Jean J. E. Bonhomme, MD, MPH , Psychiatry, Morehouse School of Medicine, East Point, GA
The average life expectancy of African American males lags significantly behind that of other U.S. demographic groups. The 2010 U.S. Census reports average life expectancies as: Caucasian females 80.3 years, Caucasian males 76.5 years, African American females 77.2 years and African American males 70.2 years. However, lifestyle factors greatly impact mortality and morbidity outcomes. African American men are poorly connected to preventive healthcare owing to limited access, lack of health insurance, distrust of healthcare, stoic attitudes towards sickness and pain, inappropriate self-reliance, poor health literacy, and insufficient health awareness. Lack of physical activity is prevalent due to modern sedentary jobs, limited access to recreational facilities, unsafe neighborhoods and poorly maintained environments. Diets high in calories, animal fat, sodium and refined products contribute to African American males suffering higher rates of fatal and premature heart disease than other U.S. demographic groups. African American males display higher mortality from lung cancer in spite of lower tobacco use. Substance use including alcohol is strongly associated HIV disease, hepatitis, and sexually transmitted infections. The term "John Henryism" has been coined to describe African American males who expend extreme and potentially self-damaging effort to overcome societal adversity. Disproportionate rates of incarceration, economic disenfranchisement and unaddressed mental health issues contribute to disproportionately high rates of high-risk behavior, homicide and suicide among African American males. However, the association of these adverse health outcomes with modifiable lifestyle factors presents substantial opportunity for disease prevention through education and other interventions aimed at promoting and sustaining healthier lifestyles and behaviors.

Learning Areas:
Advocacy for health and health education
Assessment of individual and community needs for health education
Other professions or practice related to public health
Public health or related education
Social and behavioral sciences

Learning Objectives:
To describe at least three modifiable lifestyle factors contributing to disproportionate mortality and morbidity among African America males in the United States. To define the term "John Henryism" as it pertains to African American males. To identify at least three barriers to preventive health care for African American males.
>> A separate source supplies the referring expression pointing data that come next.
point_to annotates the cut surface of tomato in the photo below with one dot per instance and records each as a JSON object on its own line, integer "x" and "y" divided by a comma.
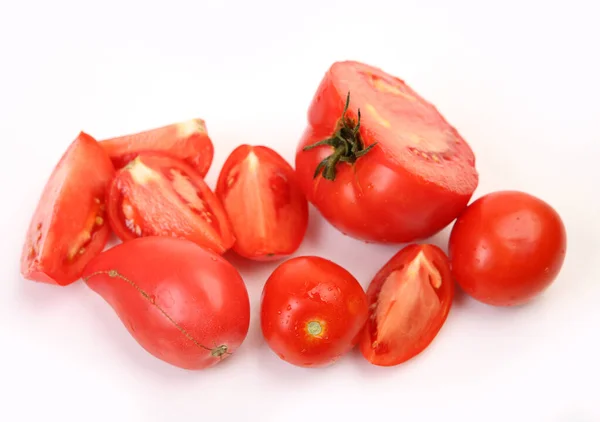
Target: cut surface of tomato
{"x": 157, "y": 195}
{"x": 255, "y": 181}
{"x": 379, "y": 161}
{"x": 188, "y": 141}
{"x": 68, "y": 227}
{"x": 409, "y": 300}
{"x": 182, "y": 303}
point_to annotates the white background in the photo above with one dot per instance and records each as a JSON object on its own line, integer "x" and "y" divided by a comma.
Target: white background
{"x": 520, "y": 81}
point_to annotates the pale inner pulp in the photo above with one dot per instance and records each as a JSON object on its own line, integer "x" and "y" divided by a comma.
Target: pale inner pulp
{"x": 407, "y": 303}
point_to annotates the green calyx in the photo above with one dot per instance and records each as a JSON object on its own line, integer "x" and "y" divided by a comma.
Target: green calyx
{"x": 346, "y": 143}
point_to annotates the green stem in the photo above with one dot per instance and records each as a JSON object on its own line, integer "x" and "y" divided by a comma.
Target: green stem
{"x": 346, "y": 143}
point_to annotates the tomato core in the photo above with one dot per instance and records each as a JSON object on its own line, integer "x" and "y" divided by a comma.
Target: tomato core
{"x": 93, "y": 224}
{"x": 407, "y": 304}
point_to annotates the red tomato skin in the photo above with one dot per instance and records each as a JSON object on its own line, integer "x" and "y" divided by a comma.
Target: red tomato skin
{"x": 277, "y": 204}
{"x": 72, "y": 198}
{"x": 380, "y": 356}
{"x": 377, "y": 198}
{"x": 168, "y": 219}
{"x": 507, "y": 248}
{"x": 188, "y": 141}
{"x": 306, "y": 289}
{"x": 179, "y": 301}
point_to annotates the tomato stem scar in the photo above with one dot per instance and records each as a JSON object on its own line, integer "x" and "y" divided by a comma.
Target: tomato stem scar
{"x": 347, "y": 143}
{"x": 314, "y": 328}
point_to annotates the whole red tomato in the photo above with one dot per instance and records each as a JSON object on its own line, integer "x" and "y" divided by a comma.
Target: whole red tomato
{"x": 182, "y": 303}
{"x": 507, "y": 247}
{"x": 312, "y": 311}
{"x": 409, "y": 301}
{"x": 378, "y": 161}
{"x": 69, "y": 225}
{"x": 256, "y": 181}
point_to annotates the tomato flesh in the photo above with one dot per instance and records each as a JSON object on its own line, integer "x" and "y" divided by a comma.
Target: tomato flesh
{"x": 409, "y": 301}
{"x": 416, "y": 175}
{"x": 187, "y": 141}
{"x": 182, "y": 303}
{"x": 507, "y": 248}
{"x": 312, "y": 311}
{"x": 256, "y": 181}
{"x": 68, "y": 227}
{"x": 156, "y": 195}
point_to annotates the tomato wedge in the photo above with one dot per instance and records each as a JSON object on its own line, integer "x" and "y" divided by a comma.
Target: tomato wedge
{"x": 380, "y": 162}
{"x": 68, "y": 227}
{"x": 157, "y": 195}
{"x": 256, "y": 181}
{"x": 186, "y": 141}
{"x": 409, "y": 300}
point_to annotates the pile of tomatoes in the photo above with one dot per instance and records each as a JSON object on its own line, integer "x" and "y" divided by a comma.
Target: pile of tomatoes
{"x": 379, "y": 162}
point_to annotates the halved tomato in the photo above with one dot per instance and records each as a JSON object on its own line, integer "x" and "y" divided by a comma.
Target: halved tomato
{"x": 380, "y": 162}
{"x": 256, "y": 181}
{"x": 409, "y": 300}
{"x": 68, "y": 228}
{"x": 186, "y": 141}
{"x": 157, "y": 195}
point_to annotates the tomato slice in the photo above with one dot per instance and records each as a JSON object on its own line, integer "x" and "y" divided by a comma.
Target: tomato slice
{"x": 68, "y": 227}
{"x": 409, "y": 300}
{"x": 256, "y": 181}
{"x": 157, "y": 195}
{"x": 186, "y": 141}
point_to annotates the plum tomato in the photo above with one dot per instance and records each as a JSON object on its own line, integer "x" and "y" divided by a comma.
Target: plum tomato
{"x": 184, "y": 304}
{"x": 157, "y": 195}
{"x": 312, "y": 311}
{"x": 507, "y": 247}
{"x": 68, "y": 227}
{"x": 378, "y": 161}
{"x": 409, "y": 300}
{"x": 186, "y": 141}
{"x": 256, "y": 181}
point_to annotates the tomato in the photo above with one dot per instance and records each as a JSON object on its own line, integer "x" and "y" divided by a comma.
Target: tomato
{"x": 68, "y": 227}
{"x": 256, "y": 181}
{"x": 409, "y": 300}
{"x": 312, "y": 311}
{"x": 186, "y": 141}
{"x": 184, "y": 304}
{"x": 507, "y": 248}
{"x": 378, "y": 161}
{"x": 156, "y": 195}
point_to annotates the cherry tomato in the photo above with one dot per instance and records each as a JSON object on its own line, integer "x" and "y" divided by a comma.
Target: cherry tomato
{"x": 68, "y": 227}
{"x": 507, "y": 247}
{"x": 256, "y": 181}
{"x": 156, "y": 195}
{"x": 378, "y": 161}
{"x": 409, "y": 300}
{"x": 186, "y": 141}
{"x": 312, "y": 311}
{"x": 184, "y": 304}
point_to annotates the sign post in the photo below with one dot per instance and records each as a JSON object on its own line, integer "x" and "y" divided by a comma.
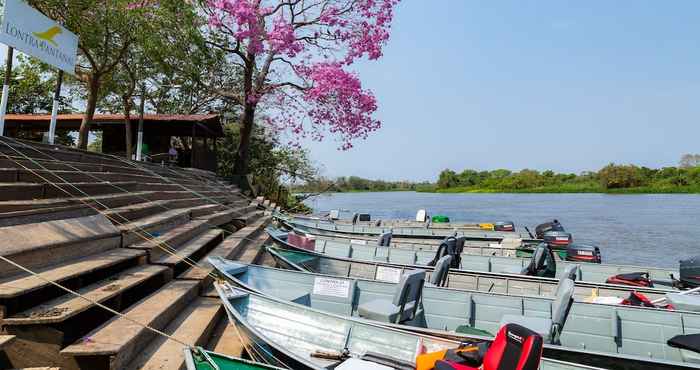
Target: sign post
{"x": 54, "y": 109}
{"x": 27, "y": 30}
{"x": 6, "y": 88}
{"x": 139, "y": 136}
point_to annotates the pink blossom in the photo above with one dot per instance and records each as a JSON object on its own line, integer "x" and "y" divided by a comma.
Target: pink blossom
{"x": 307, "y": 89}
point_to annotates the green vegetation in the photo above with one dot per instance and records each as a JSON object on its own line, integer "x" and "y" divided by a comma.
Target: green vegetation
{"x": 612, "y": 178}
{"x": 357, "y": 184}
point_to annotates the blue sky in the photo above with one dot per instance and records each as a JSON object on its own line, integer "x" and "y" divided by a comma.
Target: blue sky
{"x": 562, "y": 85}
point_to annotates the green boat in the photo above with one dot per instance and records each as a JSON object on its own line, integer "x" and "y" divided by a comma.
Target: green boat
{"x": 613, "y": 337}
{"x": 292, "y": 335}
{"x": 201, "y": 359}
{"x": 331, "y": 228}
{"x": 456, "y": 279}
{"x": 587, "y": 272}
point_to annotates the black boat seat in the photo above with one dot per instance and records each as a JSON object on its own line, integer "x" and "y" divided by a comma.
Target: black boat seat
{"x": 549, "y": 329}
{"x": 442, "y": 268}
{"x": 403, "y": 306}
{"x": 684, "y": 302}
{"x": 689, "y": 346}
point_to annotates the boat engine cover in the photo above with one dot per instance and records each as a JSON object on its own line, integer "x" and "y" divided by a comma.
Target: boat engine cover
{"x": 504, "y": 226}
{"x": 558, "y": 239}
{"x": 547, "y": 226}
{"x": 583, "y": 253}
{"x": 690, "y": 272}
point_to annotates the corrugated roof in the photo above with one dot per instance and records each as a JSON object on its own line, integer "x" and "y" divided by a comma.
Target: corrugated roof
{"x": 176, "y": 124}
{"x": 114, "y": 117}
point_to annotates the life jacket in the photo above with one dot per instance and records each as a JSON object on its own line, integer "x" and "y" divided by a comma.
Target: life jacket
{"x": 632, "y": 279}
{"x": 514, "y": 348}
{"x": 638, "y": 300}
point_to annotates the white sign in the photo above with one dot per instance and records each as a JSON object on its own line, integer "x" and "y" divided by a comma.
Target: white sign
{"x": 389, "y": 274}
{"x": 332, "y": 287}
{"x": 29, "y": 31}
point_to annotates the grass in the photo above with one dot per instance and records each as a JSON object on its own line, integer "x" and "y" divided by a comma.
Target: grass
{"x": 573, "y": 188}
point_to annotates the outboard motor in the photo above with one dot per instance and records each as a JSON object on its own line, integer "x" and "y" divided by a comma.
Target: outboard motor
{"x": 448, "y": 248}
{"x": 542, "y": 262}
{"x": 690, "y": 272}
{"x": 558, "y": 239}
{"x": 583, "y": 253}
{"x": 384, "y": 239}
{"x": 548, "y": 226}
{"x": 504, "y": 226}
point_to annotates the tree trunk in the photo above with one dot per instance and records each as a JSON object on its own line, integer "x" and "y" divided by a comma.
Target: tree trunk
{"x": 241, "y": 165}
{"x": 93, "y": 91}
{"x": 127, "y": 126}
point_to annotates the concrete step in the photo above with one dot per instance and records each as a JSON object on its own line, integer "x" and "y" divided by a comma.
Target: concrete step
{"x": 49, "y": 164}
{"x": 58, "y": 176}
{"x": 5, "y": 340}
{"x": 131, "y": 212}
{"x": 29, "y": 191}
{"x": 143, "y": 229}
{"x": 40, "y": 244}
{"x": 163, "y": 245}
{"x": 69, "y": 306}
{"x": 17, "y": 191}
{"x": 87, "y": 189}
{"x": 253, "y": 251}
{"x": 22, "y": 292}
{"x": 119, "y": 341}
{"x": 100, "y": 201}
{"x": 193, "y": 326}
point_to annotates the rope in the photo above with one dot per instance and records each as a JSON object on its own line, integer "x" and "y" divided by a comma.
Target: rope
{"x": 98, "y": 304}
{"x": 144, "y": 234}
{"x": 141, "y": 232}
{"x": 162, "y": 245}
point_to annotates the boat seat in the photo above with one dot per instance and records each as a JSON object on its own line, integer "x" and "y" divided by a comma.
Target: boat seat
{"x": 403, "y": 306}
{"x": 363, "y": 252}
{"x": 684, "y": 302}
{"x": 549, "y": 329}
{"x": 442, "y": 268}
Keywords: African American, Male Health

Presenting author's disclosure statement:

Qualified on the content I am responsible for because: I am a licensed physician holding both MD and MPH degrees. I am board certified in public health and general preventive medicine. I am on the board of directors of the Men's Health Network and president of the National Black Men's Health Network. I am an assistant professor at Morehouse School of Medicine. I have submitted and presented abstracts to APHA several times in the past.
Any relevant financial relationships? No

I agree to comply with the American Public Health Association Conflict of Interest and Commercial Support Guidelines, and to disclose to the participants any off-label or experimental uses of a commercial product or service discussed in my presentation.